What is surprising is that anyone could be surprised at what is happening. The parliamentary bazaar of December 2 was the almost inevitable manifestation of the sum of a long and also a very long trends and of a shorter, decidedly petty, trend going on since the National Assembly was dissolved last June 9.

The long and very long trends consist in attempting to resolve any issue by covering it with public money. The public schools no longer work, and fuel discrimination and inequality? Let’s give more money to the teachers. The farmers are protesting because they say environmental protection measures make their lives harder? Give more money to the farmers. Industry X is doing badly and facing bankruptcy? Here’s more money for industry X. Are domestic violence cases spiraling out of control? Let’s give more money to police and psychological support groups. And so on.

In order not to upset the social order, all problems, from the biggest to the smallest, have been addressed by injecting public money. What is the Rassemblement National (formerly the National Front) asking Barnier for today? More money for pensioners -- and this despite the fact that, in France, pensioners are among the most protected categories: Le Monde calculates that if retirees were to receive what they paid in contributions during their working age, they would be getting 30 to 50 percent less than they do now. Nor is this surprising, considering that one in three registered voters is a pensioner, but among actual voters it is one in two.

This is just one example, but a significant one in a country in which fertility rates are falling faster than elsewhere: that rate has fallen from 2.03 children per woman in 2010 (the highest rate among older industrialized countries), to 1.68 in 2023, according to the INSEE Institute of Statistics (see chart).
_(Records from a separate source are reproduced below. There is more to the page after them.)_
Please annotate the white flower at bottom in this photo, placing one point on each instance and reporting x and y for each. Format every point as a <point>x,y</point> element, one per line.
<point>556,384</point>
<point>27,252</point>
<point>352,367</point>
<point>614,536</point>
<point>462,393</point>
As France and other countries continue to wage war on immigrants, the burden of maintaining pensioners falls increasingly on the dwindling number of those who work. A 2010 study from INSEE shows that in 2007 there were 86 people of “inactive age” per 100 of “active age” in France, but a reversal is expected by 2035, with the inactive (114) outnumbering the active (100).  However, the demographic situation has meanwhile worsened more than expected, so this ratio likely will worsen as well. The likely result: generational compromise at risk, and increasing ageism.